Real-world applications are already emerging. Researchers at Stanford School of Medicine and Princeton University are exploring XR and AI workflows for stem cell therapy research, helping researchers access contextual information and interact with laboratory systems while remaining focused on complex procedures. In manufacturing, Siemens is exploring how NVIDIA XR AI can help factory engineers find maintenance information, troubleshoot issues, verify work, and capture what happened on the shop floor.

What Does This Mean for Businesses and Developers?

The convergence of these three announcements signals a shift in how multimodal AI is being deployed. Rather than waiting for perfect, general-purpose AI systems, companies are building specialized agents for specific environments: websites for customer engagement, mobile devices for personal productivity, and AR glasses for hands-busy work environments like manufacturing and healthcare.

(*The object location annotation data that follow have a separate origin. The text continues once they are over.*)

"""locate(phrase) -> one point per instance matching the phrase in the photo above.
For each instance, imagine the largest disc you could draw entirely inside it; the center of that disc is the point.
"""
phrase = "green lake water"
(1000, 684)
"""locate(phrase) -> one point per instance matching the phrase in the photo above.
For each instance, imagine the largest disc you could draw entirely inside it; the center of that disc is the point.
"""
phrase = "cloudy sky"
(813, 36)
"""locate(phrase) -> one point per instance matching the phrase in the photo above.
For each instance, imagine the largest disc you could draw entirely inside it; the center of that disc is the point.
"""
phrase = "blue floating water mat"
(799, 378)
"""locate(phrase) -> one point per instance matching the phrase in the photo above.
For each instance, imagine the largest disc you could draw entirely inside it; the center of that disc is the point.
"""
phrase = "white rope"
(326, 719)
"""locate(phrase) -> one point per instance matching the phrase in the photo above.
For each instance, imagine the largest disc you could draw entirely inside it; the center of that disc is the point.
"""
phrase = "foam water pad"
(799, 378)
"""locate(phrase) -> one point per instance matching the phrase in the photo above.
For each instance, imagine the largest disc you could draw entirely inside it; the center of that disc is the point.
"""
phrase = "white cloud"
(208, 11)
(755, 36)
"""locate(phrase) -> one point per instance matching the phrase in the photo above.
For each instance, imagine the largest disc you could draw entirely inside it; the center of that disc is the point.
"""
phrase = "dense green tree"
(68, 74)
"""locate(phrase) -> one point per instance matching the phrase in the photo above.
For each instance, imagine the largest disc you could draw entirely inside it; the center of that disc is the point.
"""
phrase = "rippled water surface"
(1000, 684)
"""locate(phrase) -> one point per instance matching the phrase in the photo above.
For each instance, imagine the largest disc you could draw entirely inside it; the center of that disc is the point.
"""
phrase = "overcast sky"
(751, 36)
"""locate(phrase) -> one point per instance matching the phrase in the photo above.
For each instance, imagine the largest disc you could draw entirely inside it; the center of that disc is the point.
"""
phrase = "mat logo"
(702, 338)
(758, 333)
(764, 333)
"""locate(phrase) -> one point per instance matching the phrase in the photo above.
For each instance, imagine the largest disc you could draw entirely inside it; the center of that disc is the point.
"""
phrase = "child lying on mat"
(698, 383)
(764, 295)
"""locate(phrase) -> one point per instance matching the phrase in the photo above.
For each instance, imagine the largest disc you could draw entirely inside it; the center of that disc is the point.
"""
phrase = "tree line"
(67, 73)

For businesses, this means more affordable options for deploying AI agents without upfront capital investment or technical expertise. SalesCloser's free-to-start model removes friction for small companies testing the technology. For developers, NVIDIA's open-source library and modular architecture reduce the complexity of building XR agents from scratch. For consumers, Google's integration of multimodal AI into Android and Wear OS brings these capabilities to billions of devices.

The common thread is that multimodal AI is becoming infrastructure, not a novelty. When a business can deploy an AI agent on its website in minutes, when a developer can build an XR agent without months of engineering, and when a smartphone can edit videos and translate speech in real time, the technology moves from research into everyday use. The announcements this week suggest that transition is accelerating.